Fair enough that benchmark seems more useful.

What would you say is more efficient, implementing the LSTM outerloop in Python and calling the optimized function for each cell (as the LLTM example would imply), or implement the whole thing in C++ as a single function or an ATen module? I guess I’m trying to pinpoint exactly how it is done for the current implementation of LSTM.

Thanks for the help

So I discussed optimization in general a bit in a talk I gave last december. Whenever I looked at it, the difference between Python and “same thing in C” was about 10%. That is obviously not true universally, but it seems to be a realistic ballpark number in many cases. The true gain is

  • when you “fuse” (pointwise, mainly) operations, i.e. have them in a single cuda kernel, but that is rather time-consuming to implement,
  • when you minimize the number of operations (e.g. by applying weight_ih on all inputs in one go) - this is what the premul variants in the PyTorch benchmark repository does.

To me this hints a bit to the for loop itself in Python or C++ not being the crucial bit, but rather whether you do things in parallel before and after and whether you’re efficient inside the for loop.

NVidia has a great writeup about how they optimized LSTM.

In the current PyTorch master, scripted LSTM is of similar speed than the ATen implementation.

Maybe you can get best results on current PyTorch by manually defining a backward in a , but using @torch.jit.scripted functions for both forward and backward. I must admit I haven’t looked into this too much, though, because I mainly approached things from a can we improve PyTorch to make this better perspective.

I’ll probably try to write a few things about my new LSTM optimizations - they actually get a bit better than advertised there to about 1.33x CuDNN wall clock time for the jit-premul LSTM backward - not too bad for less than 200 lines of code diff.

Best regards

Thomas

2 Likes

Hi @tom,

Thanks for the tips. Will see what I can get by doing that. Its just hard to compare models against LSTMs when they take half a day to train, and given the model I am comparing I would expect it to run faster than LSTMs (forward and backwards operations are simpler). Just one final question (for now :smiley:), at the end of the following sentence did you mean CUDA kernel?

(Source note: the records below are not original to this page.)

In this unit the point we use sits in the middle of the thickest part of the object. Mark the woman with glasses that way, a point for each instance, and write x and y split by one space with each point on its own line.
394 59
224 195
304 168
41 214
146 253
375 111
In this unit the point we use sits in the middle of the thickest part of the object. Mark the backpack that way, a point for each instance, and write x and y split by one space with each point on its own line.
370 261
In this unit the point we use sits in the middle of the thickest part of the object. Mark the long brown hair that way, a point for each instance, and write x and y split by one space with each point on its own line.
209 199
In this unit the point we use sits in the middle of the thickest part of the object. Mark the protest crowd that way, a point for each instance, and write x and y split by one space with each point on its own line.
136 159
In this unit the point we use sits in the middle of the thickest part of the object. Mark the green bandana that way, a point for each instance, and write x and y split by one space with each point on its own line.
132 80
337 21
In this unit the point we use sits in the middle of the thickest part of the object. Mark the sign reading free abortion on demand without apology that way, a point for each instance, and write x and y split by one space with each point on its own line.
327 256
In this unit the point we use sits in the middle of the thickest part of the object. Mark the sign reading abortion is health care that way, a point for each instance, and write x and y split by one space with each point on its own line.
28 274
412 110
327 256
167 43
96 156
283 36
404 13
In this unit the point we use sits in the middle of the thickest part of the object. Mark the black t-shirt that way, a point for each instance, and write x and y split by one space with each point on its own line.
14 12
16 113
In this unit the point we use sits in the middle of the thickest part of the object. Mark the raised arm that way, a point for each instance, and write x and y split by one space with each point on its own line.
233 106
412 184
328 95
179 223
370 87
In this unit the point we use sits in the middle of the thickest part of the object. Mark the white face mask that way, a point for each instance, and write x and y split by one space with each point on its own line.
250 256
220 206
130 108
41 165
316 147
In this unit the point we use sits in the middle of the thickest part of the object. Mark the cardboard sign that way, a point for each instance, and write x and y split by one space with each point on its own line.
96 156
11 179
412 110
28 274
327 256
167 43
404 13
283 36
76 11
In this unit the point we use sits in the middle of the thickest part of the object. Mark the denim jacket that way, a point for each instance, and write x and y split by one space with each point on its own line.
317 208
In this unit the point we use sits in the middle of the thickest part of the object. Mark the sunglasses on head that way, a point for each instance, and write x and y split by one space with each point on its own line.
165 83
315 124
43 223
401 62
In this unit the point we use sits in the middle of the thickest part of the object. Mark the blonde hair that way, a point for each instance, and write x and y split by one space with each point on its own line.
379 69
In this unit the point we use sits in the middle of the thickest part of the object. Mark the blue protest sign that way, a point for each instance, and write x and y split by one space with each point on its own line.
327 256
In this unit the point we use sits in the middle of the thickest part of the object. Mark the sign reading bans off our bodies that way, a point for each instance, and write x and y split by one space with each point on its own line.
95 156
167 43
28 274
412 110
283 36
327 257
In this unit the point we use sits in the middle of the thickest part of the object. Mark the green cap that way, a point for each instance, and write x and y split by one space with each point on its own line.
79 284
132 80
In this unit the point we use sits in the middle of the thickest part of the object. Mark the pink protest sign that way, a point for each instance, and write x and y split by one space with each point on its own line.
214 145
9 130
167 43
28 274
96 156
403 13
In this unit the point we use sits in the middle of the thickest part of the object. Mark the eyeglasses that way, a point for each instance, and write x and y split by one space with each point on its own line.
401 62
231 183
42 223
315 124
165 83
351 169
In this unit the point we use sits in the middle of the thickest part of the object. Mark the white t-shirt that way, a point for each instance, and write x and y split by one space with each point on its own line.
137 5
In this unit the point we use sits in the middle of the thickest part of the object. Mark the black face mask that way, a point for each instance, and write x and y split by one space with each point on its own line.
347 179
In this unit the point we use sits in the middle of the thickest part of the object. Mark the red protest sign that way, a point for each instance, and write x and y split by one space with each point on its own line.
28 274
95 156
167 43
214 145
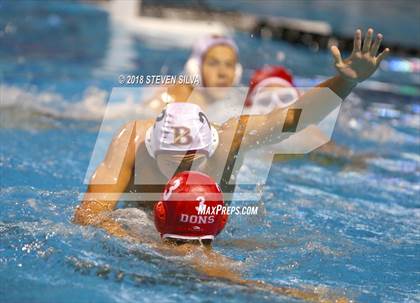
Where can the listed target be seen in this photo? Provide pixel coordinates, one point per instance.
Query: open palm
(362, 62)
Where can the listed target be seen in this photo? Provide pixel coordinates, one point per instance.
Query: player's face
(170, 164)
(218, 66)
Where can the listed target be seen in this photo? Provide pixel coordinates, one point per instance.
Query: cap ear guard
(192, 69)
(160, 216)
(222, 223)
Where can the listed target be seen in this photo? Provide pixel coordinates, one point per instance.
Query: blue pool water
(354, 230)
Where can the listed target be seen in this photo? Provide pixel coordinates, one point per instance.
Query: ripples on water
(327, 224)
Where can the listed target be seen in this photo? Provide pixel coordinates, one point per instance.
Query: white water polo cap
(193, 66)
(181, 127)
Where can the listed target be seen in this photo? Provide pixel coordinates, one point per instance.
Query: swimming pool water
(332, 224)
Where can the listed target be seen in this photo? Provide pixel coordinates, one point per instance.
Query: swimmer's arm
(108, 183)
(218, 266)
(360, 65)
(317, 103)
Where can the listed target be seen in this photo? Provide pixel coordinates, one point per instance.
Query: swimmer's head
(214, 60)
(271, 87)
(182, 215)
(181, 139)
(174, 162)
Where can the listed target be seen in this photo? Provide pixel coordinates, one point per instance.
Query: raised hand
(362, 62)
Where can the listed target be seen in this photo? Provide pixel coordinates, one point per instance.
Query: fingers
(357, 43)
(336, 54)
(375, 47)
(382, 56)
(368, 41)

Maybe you can get best results on current PyTorch by manually defining a backward in a ,

so that it would be CUDA kernel for the LSTM cell operation and scripted for the forward and backward loop?

Best

What I meant was, depending on what you want to do, you might get by with scripting the cell operations instead of writing CUDA.
The thing that’s not as fast is the backward, so writing your own scripted operation there might be an option - I’m guessing you don’t want to wait until the better backward fusing is merged.

Best regards

Thomas

1 Like

I put out a PR for my optimization work and wrote a bit about JIT and LSTM.
So with a bit of analysis of what’s slowing things down and a fair amount of bookkeeping, you can speed up things quite a bit.

Best regards

Thomas

Great! I’ll check it out. I did some changes to the way I wrote the functions in Python and I got better performance than LSTM with JIT version on CPU, by lot. But when I use GPU the difference is massive in favor of LSTM. So I guess I’ll have to code it by hand. It is time consuming but in the end I think it’s something I should know how to do.

It’s tricky because I tried using addmm instead of F.linear and pre-transposing the weights before the time loop (which should give better performance) in my Python code, but on GPU I get almost no improvements.

Thanks for all the help.

Best

PS: I noticed that LSTMs use two bias vectors instead of one, and I know that this is done for keeping it similar to cuDNN but I can’t find the reason why they defined the model in that way. What’s more interesting is that in the link you posted earlier, it seems to imply only one bias. Any ideas on this?

Just read that you don’t know why this is on your PR.

Well, I do know it’s for CuDNN compat and no, you would not need it for your own implementation.